The RoundTable has asked Northwestern University on two occasions to provide information breaking out the number of new COVID-19 cases of its faculty, staff and students by residency in Evanston. NU did not respond to either request.

 3/ Number of Cases per 100,000 Population. On July 1, a network of research, policy and public health experts convened by Harvard’s Global Health Institute and Edmond J. Safra Center published a Key Metrics for COVID Suppression framework that provides guidance to policy makers and the public on how to target and suppress COVID-19 more effectively across the nation. The targets for new COVID-19 cases per 100,000 people are as follows (these are converted from cases per day to cases per week): a) less than 7 cases: “on track for containment;” b) 7 to 63 cases: “community spread,” rigorous test and trace program advised; c) 70 to 168 cases: “accelerated spread,” stay-at-home orders and/or rigorous test and trace programs advised; and d) 169+: ”tipping point,” stay-at-home orders necessary.  The article is available here: https://globalepidemics.org/key-metrics-for-covid-suppression/

IDPH provides these categories and ratings: 1) “minimal” – fewer than 50 cases per 100,000 in a week; 2) “moderate” – between 50 and 100 cases per week; and 3) “substantial” more than 100 cases per 100,000 in a week.  In its Metrics for School Determination of Community Spread, IDPH says the “target” is 50 cases per week per 100,000 people.

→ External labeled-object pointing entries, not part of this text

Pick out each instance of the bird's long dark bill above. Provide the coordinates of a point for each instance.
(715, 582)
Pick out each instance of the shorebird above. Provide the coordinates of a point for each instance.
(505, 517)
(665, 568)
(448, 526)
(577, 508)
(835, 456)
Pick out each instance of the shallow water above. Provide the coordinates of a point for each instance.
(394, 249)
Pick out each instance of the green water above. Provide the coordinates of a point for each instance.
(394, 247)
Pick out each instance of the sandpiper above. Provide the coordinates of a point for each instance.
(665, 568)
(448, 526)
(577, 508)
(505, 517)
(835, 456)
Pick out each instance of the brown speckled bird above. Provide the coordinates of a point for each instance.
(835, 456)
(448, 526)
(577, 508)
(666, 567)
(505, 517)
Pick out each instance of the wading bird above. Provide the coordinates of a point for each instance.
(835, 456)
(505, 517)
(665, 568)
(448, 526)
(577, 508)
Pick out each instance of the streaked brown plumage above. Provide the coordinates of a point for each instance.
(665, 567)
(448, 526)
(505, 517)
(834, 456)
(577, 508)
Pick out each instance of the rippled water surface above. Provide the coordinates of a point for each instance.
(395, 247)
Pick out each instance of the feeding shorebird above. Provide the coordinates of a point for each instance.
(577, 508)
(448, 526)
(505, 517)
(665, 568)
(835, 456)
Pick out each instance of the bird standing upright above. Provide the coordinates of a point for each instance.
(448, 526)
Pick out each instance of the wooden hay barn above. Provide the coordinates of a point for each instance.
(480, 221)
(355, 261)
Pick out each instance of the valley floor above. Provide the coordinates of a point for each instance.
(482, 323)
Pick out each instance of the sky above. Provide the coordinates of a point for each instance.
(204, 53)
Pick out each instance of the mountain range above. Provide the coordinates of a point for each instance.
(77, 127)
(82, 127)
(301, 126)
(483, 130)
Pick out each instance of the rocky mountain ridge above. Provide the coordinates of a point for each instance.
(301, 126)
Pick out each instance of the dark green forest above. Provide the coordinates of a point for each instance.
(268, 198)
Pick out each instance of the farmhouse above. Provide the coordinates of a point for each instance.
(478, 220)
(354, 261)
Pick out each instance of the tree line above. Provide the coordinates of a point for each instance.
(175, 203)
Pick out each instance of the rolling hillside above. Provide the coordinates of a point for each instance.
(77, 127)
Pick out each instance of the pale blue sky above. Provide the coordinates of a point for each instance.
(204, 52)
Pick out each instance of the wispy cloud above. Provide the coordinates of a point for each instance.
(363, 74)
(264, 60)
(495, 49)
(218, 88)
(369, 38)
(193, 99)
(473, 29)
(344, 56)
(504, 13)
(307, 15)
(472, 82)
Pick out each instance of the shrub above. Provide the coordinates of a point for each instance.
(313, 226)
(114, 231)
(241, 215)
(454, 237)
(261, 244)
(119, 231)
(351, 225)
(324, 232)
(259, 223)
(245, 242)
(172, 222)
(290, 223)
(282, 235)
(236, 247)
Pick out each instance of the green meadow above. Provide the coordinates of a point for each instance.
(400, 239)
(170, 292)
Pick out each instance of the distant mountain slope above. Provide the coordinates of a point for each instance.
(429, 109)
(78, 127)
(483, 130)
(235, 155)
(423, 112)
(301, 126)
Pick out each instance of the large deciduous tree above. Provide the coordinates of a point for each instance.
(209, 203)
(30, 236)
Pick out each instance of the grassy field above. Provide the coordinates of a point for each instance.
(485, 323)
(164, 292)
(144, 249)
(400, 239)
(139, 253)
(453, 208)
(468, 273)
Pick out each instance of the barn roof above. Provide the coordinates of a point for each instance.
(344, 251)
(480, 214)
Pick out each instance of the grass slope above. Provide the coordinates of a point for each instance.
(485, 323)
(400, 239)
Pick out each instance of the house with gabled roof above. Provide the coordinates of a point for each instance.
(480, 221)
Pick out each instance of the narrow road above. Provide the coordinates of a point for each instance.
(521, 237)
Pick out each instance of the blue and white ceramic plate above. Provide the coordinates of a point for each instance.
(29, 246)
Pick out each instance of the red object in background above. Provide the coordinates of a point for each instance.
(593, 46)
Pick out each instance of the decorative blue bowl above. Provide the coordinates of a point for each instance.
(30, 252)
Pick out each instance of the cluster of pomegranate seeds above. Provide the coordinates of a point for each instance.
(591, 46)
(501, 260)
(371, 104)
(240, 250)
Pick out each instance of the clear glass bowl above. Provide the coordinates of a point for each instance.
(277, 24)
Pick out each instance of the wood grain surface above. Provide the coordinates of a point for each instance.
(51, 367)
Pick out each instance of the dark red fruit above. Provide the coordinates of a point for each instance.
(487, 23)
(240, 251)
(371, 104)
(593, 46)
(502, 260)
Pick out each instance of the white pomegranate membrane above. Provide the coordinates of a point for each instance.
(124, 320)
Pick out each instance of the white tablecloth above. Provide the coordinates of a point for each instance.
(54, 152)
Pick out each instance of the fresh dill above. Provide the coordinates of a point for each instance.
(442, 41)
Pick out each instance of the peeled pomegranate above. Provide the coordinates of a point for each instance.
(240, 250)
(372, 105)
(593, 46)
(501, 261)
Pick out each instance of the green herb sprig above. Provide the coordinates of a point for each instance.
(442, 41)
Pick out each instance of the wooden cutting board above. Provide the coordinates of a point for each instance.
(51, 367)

4/ Calculations. The RoundTable calculates the number of cases per 100,000 using case data provided by IDPH and assuming that the population of Suburban Cook County is 2.469 million, that the population of Chicago is 2.710 million, and that the population of Illinois is 12.671 million.

5/ The Test Positivity Rate. On May 26, Johns Hopkins University & Medicine Coronavirus Resource Center said on its website that “the World Health Organization (WHO) advised governments [on May 15] that before reopening, rates of positivity in testing (i.e., out of all tests conducted, how many came back positive for COVID-19) should remain at 5% or lower for at least 14 days.”

Johns Hopkins explains, “The rate of positivity is an important indicator, because it can provide insights into whether a community is conducting enough testing to find cases. If a community’s positivity is high, it suggests that that community may largely be testing the sickest patients and possibly missing milder or asymptomatic cases. A lower positivity may indicate that a community is including in its testing patients with milder or no symptoms.”  Link: https://coronavirus.jhu.edu/testing/testing-positivity

The Harvard Global Health Institute (HGHI) says, “A network of research, policy, and public health organizations convened by Harvard and MIT called the TTSI Collaborative has agreed on a 3% test positive rate or below as a key indicator of progress towards suppression level testing. This targets broad and accessible testing for symptomatic and asymptomatic people. Out of the positive tests that do not come from hotspot testing, at least 80% should come from contact tracing.”

While stating the test positivity target is 5% or less, IDPH provides these categories and ratings: 1) “Minimal” – test positivity rate is equal to or less than 5%: 2) “Moderate” – test positivity rate is between 5% and 8%; and 3) “Substantial” – test positivity rate is over 8%. In its Metrics for School Determination of Community Spread, IDPH says the target is 5%.